First, for example, the media undoubtedly plays an enormously important role in Ballard's fictional work and his commentary; however, in reading his novels I have found over and over again a vivid depiction of the limits of culture and mediated experience. As much as fantasy, text, image and language, I think Ballard (quite rightly) emphasises those things lying beyond them which structure real life, i.e., physics and biology.

Second, and on a related note, where some might see Ballard as celebrating the potential of technology or media to effect a transformation (or transcendence) of human nature, I find as much (if not more) a consistent message in his work about the ultimate impossibility of fundamentally changing or escaping who (and what) we are. Perhaps he is less definite than this, but at the very least he places firm emphasis on the unlikelihood of fundamental change or on what we might call the inertia of both reality and our mammalian heritage.

Third, in response to my paper, I received a very good question about how seriously we should take Ballard as a social critic. That's something about which I'm still thinking, but my immediate answer (which, so far, I still think is right) was that Ballard's sociology should be taken seriously but used carefully. For instance, as my paper sought to suggest, while not presenting a realistic 'map' of modern violence -- which, as at any other time in history, has mainly mundane and fairly straightforward causes -- Ballard's seemingly bizarre texts present a jarring vision of social life that contain useful (and accurate) insights into historical, social and psychological processes.

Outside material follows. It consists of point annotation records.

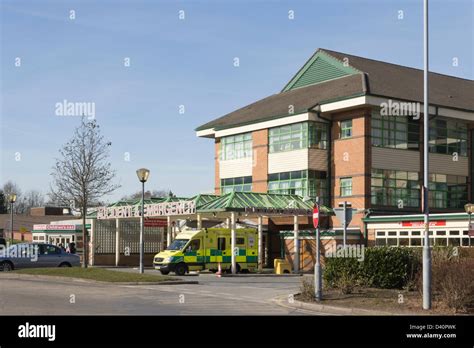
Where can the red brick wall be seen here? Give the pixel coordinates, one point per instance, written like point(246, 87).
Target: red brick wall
point(352, 158)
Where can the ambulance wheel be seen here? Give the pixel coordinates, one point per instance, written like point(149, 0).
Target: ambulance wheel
point(229, 270)
point(181, 269)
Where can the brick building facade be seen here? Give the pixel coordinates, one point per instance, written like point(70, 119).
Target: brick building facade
point(347, 128)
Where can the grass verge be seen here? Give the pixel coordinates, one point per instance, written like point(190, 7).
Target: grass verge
point(99, 274)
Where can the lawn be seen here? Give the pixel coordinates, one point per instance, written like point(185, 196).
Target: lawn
point(400, 302)
point(93, 273)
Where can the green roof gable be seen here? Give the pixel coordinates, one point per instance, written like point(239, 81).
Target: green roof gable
point(319, 68)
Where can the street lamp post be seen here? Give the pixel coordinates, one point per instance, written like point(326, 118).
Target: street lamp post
point(142, 174)
point(12, 199)
point(426, 209)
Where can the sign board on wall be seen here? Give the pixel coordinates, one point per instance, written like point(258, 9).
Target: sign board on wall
point(421, 224)
point(44, 227)
point(150, 210)
point(152, 222)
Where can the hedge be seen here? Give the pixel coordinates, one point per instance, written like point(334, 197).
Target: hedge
point(382, 267)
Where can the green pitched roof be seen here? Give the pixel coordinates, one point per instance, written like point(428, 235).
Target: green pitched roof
point(239, 201)
point(319, 68)
point(203, 198)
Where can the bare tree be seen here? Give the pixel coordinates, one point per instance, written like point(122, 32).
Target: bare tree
point(83, 173)
point(19, 207)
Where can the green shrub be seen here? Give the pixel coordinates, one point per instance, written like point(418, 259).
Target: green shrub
point(387, 267)
point(307, 289)
point(342, 273)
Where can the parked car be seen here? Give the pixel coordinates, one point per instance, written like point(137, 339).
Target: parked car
point(36, 255)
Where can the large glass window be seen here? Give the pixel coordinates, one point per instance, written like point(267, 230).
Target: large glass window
point(395, 188)
point(301, 182)
point(346, 187)
point(241, 184)
point(398, 132)
point(298, 136)
point(346, 129)
point(448, 137)
point(236, 146)
point(447, 191)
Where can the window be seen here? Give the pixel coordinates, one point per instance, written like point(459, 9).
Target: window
point(178, 244)
point(194, 245)
point(346, 187)
point(447, 191)
point(221, 243)
point(236, 146)
point(242, 184)
point(298, 136)
point(346, 129)
point(310, 183)
point(395, 188)
point(448, 137)
point(49, 250)
point(398, 132)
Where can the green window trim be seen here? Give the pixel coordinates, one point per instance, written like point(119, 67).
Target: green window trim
point(447, 191)
point(298, 136)
point(345, 129)
point(309, 183)
point(345, 187)
point(397, 132)
point(236, 146)
point(448, 137)
point(392, 187)
point(238, 184)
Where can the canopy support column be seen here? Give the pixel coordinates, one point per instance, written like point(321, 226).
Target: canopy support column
point(296, 257)
point(168, 231)
point(232, 243)
point(260, 244)
point(199, 221)
point(117, 242)
point(91, 246)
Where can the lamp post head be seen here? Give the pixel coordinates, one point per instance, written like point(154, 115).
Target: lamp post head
point(469, 208)
point(143, 174)
point(12, 197)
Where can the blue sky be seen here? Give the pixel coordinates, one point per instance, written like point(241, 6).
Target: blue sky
point(184, 62)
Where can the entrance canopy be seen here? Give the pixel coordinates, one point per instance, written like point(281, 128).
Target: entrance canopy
point(257, 204)
point(250, 204)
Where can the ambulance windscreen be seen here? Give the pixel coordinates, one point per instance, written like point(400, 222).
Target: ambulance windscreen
point(178, 244)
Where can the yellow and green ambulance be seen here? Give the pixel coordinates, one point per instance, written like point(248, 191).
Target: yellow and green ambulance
point(196, 250)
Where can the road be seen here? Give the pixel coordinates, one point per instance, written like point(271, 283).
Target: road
point(212, 296)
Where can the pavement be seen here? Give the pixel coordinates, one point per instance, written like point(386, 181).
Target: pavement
point(211, 296)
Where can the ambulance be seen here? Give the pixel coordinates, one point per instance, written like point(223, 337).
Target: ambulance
point(205, 249)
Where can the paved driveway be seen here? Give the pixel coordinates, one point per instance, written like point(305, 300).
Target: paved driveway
point(213, 296)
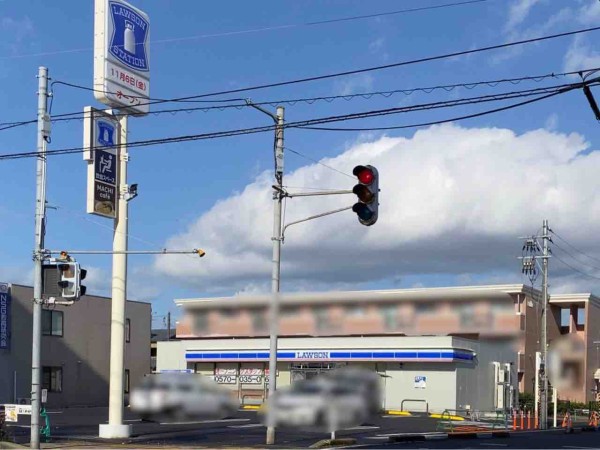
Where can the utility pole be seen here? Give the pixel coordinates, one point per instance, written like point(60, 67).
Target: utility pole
point(43, 133)
point(115, 427)
point(544, 372)
point(277, 238)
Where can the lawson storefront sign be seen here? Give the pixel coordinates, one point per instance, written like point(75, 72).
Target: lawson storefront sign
point(437, 355)
point(4, 316)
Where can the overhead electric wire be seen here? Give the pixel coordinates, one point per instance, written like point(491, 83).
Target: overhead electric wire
point(310, 100)
point(318, 162)
point(574, 268)
point(270, 28)
point(575, 259)
point(298, 124)
point(573, 247)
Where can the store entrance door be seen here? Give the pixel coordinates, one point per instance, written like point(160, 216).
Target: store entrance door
point(309, 371)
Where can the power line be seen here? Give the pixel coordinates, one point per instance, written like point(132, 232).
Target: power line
point(263, 29)
point(318, 162)
point(79, 115)
point(573, 247)
point(575, 269)
point(308, 123)
point(575, 259)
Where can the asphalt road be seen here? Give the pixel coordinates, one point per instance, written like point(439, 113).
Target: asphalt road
point(243, 429)
point(80, 426)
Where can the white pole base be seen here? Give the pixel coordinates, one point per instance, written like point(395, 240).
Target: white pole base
point(110, 431)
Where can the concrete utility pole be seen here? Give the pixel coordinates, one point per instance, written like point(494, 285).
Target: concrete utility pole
point(277, 237)
point(544, 372)
point(115, 427)
point(43, 132)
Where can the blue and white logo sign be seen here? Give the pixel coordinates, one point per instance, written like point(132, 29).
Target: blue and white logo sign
point(121, 56)
point(105, 133)
point(129, 37)
point(4, 316)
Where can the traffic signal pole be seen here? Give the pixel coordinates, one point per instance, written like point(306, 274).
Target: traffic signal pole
point(277, 238)
point(38, 255)
point(115, 427)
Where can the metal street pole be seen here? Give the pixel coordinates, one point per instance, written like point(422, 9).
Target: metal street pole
point(274, 305)
point(544, 381)
point(115, 427)
point(40, 218)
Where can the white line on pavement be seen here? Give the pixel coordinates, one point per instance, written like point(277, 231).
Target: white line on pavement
point(248, 425)
point(205, 421)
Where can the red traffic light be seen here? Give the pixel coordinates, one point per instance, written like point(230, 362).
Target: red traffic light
point(364, 174)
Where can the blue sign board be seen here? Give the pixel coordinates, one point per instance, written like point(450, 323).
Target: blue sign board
point(130, 33)
point(105, 167)
point(4, 316)
point(105, 133)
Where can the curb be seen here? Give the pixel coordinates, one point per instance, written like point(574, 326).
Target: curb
point(326, 443)
point(443, 436)
point(397, 412)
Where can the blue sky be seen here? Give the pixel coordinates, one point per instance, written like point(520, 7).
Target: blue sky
point(182, 185)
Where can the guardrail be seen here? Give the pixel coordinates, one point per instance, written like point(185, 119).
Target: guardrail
point(415, 401)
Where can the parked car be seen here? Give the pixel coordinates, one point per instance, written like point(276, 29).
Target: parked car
point(319, 404)
point(366, 382)
point(181, 397)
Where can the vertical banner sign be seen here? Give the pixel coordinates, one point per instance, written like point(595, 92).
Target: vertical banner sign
point(121, 56)
point(101, 139)
point(4, 316)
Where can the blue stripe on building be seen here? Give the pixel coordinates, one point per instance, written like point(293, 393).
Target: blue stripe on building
point(441, 355)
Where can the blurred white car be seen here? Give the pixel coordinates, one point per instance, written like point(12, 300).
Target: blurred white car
point(180, 397)
point(364, 381)
point(320, 404)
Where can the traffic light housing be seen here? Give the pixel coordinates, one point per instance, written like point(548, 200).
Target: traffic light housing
point(367, 193)
point(70, 276)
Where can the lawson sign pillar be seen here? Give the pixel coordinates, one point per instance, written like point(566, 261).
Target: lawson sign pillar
point(121, 81)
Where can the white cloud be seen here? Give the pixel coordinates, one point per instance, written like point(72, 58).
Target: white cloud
point(518, 12)
point(453, 200)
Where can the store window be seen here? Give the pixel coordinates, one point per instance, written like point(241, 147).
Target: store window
point(52, 379)
point(565, 319)
point(52, 323)
point(389, 313)
point(126, 382)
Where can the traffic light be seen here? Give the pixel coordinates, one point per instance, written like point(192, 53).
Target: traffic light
point(367, 191)
point(70, 276)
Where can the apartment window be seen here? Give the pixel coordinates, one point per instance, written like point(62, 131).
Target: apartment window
point(322, 318)
point(258, 320)
point(200, 321)
point(565, 317)
point(126, 382)
point(52, 323)
point(52, 379)
point(355, 311)
point(390, 316)
point(229, 312)
point(580, 316)
point(127, 330)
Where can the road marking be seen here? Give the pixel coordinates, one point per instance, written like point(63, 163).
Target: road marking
point(196, 422)
point(248, 425)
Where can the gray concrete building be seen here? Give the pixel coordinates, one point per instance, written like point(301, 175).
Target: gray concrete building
point(75, 348)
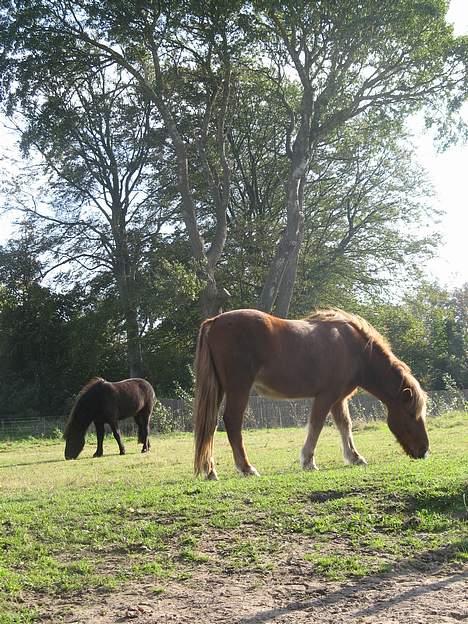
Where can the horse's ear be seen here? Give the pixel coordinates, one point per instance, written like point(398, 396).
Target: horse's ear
point(407, 394)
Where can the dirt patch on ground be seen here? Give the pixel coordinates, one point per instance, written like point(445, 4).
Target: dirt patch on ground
point(438, 594)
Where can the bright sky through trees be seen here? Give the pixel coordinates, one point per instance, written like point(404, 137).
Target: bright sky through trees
point(446, 170)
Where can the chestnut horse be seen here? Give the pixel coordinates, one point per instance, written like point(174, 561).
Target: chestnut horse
point(327, 356)
point(101, 402)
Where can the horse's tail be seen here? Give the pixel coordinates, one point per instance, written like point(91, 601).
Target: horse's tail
point(208, 394)
point(75, 413)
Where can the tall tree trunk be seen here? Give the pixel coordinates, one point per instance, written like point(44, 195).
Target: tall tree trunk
point(128, 303)
point(279, 285)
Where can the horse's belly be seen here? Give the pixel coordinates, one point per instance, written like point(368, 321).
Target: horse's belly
point(271, 393)
point(292, 390)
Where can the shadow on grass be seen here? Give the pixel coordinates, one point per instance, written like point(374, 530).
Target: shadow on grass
point(62, 459)
point(370, 589)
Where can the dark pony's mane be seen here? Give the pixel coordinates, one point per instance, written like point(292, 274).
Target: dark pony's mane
point(376, 341)
point(84, 390)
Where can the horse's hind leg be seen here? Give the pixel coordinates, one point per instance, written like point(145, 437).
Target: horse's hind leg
point(100, 438)
point(340, 413)
point(143, 423)
point(118, 439)
point(233, 417)
point(318, 415)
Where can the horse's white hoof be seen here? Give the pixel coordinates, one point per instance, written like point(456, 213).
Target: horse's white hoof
point(251, 472)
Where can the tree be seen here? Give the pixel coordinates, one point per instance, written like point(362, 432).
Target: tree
point(182, 59)
point(349, 58)
point(106, 202)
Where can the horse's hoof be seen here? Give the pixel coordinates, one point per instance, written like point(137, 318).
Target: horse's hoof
point(251, 471)
point(359, 460)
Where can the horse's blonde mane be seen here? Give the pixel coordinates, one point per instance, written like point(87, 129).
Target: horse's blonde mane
point(375, 340)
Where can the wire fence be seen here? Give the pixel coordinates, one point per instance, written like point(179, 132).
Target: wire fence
point(261, 413)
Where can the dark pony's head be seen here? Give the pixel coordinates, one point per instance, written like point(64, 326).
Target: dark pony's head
point(78, 421)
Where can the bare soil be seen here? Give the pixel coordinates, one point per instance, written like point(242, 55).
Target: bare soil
point(417, 592)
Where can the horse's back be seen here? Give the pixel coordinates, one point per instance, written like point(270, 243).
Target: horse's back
point(129, 396)
point(282, 358)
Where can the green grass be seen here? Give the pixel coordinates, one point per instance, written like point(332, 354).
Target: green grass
point(102, 523)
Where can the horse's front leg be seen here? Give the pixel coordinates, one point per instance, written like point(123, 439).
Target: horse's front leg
point(100, 438)
point(340, 413)
point(318, 415)
point(116, 431)
point(233, 417)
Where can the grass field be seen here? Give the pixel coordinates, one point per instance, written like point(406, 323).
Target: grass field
point(103, 523)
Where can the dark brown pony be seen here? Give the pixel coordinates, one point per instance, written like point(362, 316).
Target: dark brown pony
point(326, 356)
point(101, 402)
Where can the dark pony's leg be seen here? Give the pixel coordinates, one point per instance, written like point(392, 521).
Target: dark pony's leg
point(115, 430)
point(320, 409)
point(233, 417)
point(340, 413)
point(143, 423)
point(100, 438)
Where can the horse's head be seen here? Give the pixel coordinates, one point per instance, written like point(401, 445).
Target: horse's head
point(407, 421)
point(74, 443)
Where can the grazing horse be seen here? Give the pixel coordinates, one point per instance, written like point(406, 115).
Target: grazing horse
point(327, 355)
point(101, 402)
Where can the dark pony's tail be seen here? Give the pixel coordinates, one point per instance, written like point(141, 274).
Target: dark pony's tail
point(74, 415)
point(208, 393)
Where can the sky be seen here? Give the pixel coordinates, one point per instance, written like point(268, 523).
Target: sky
point(448, 173)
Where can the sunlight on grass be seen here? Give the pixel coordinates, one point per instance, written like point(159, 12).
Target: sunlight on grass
point(63, 522)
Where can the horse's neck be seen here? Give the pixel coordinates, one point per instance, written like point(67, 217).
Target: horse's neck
point(380, 377)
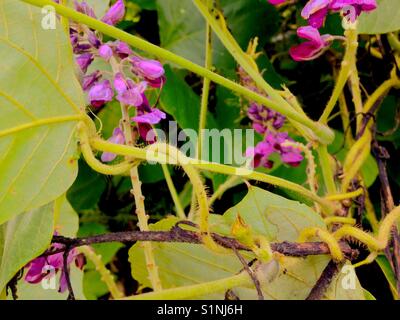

(Most fictional depictions of violence give a quite distorted image of its reality. I recently ran across this succinct paper by an Australian criminologist making just that point. Curiously, Ballard's fiction -- while on the surface so much more odd than, say, a typical crime novel -- might contain truer messages about violence than ostensibly more 'realistic' books.)

Fourth, and finally, while the specificities of the post-war world and its culture and technologies are vital parts of Ballard's writing, I think it is possible to put his work within a longer historical context. Some of the issues he deals with (the struggles between impulsivity and self-control, the role of violence in social relationships, the influence of technology on human life) did not simply emerge post-1945. (Although, obviously, the last half century has seen important and meaningful shifts in those topics, ones with which Ballard has presciently and poetically engaged.)

All these points, in one way or another, were in some rudimentary form in my head when we set off to travel to Norwich (via the quintessentially Ballardian atmosphere of Stansted Airport), and, along with some other interesting questions to think about, they are what is going to continue to shape my efforts to understand the work of an author who seems, at last, to be getting the attention he is due.

So, greetings and gratitude are certainly due to the organisers and other participants for a pleasant and stimulating weekend.

(The photo, by the way, is one I took of a former Second World War military emplacement near Le Hourdel, France, which, due to erosion, has since fallen on its side. Ballard himself commented on such structures in his article 'The Architecture of Death'.)